EEB 522 Seminar Series- Erin Mordecai

Global change and the ecology of infectious disease
Oct 10, 2024, 12:30 pm1:30 pm
Guyot 10



Event Description

Ecological systems are complex, nonlinear, and dynamic. Studying their responses to pervasive anthropogenic change is both imperative and challenging. Infectious diseases embody this challenge. As the landscape of infectious diseases rapidly shifts—concurrent with climate change, land use change, global movement and trade, and changes in species diversity—how do we isolate the causal mechanisms and predict (and prevent) future outbreaks sparked by global change? Here, we investigate the role of changes in climate and land use in driving the emergence, shift, and expansion of infectious disease transmission.

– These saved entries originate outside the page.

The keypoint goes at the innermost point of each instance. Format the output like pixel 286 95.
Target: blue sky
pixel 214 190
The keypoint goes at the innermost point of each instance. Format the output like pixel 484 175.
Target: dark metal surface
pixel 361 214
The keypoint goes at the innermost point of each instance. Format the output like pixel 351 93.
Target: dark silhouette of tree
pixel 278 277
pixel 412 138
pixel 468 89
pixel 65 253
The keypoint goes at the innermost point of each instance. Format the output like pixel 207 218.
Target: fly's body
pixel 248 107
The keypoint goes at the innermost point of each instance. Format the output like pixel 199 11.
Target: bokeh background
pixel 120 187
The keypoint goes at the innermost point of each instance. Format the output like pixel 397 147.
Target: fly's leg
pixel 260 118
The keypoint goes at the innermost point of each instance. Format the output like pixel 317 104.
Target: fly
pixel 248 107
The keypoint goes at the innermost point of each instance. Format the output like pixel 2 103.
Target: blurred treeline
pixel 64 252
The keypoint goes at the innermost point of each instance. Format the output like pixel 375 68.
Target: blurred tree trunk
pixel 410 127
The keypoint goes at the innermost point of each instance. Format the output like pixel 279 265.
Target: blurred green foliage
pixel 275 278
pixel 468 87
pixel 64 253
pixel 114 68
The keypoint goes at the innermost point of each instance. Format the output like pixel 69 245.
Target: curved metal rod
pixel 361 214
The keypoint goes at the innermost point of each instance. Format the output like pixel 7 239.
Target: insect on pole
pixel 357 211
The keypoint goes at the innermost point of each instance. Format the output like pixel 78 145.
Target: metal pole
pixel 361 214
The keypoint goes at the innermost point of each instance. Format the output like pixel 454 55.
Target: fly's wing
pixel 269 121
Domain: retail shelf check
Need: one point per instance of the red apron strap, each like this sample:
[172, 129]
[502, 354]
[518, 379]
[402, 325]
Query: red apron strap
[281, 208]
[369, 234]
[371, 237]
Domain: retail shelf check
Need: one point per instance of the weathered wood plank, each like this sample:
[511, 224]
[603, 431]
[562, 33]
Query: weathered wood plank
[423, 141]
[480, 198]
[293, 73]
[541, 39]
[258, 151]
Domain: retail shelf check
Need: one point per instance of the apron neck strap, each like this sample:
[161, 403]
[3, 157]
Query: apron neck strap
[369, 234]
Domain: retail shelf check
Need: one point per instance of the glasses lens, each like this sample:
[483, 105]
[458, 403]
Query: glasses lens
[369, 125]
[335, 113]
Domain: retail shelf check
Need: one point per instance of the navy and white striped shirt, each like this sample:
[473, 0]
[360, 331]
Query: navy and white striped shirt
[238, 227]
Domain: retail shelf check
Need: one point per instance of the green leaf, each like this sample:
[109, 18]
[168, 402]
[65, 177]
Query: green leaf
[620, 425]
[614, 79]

We apply both mechanistic models and causal inference tools to dissect and quantify the impact of global change on disease. First, we show that while climate warming generally drives shifts in vector-borne diseases, rather than widespread expansion, dengue is an exception. Both directional climate warming and extreme climate events can cause major increases in dengue cases and expansion into new regions. For wild plant pathogens, we show that historical climate predicts sensitivity to warm temperatures, but that agricultural pathogens are uniquely sensitive to warming. Next, we show how road paving, deforestation, illegal gold mining, and agricultural intensification can affect malaria, dengue, schistosomiasis, and leishmaniasis, each corresponding to the unique ecology of their hosts and vectors. Synthesizing, we find that the impacts of global change on vector-borne disease dynamics are large, pervasive, locally specific, and yet predictable by combining analytical tools and emerging datasets to understand changing systems.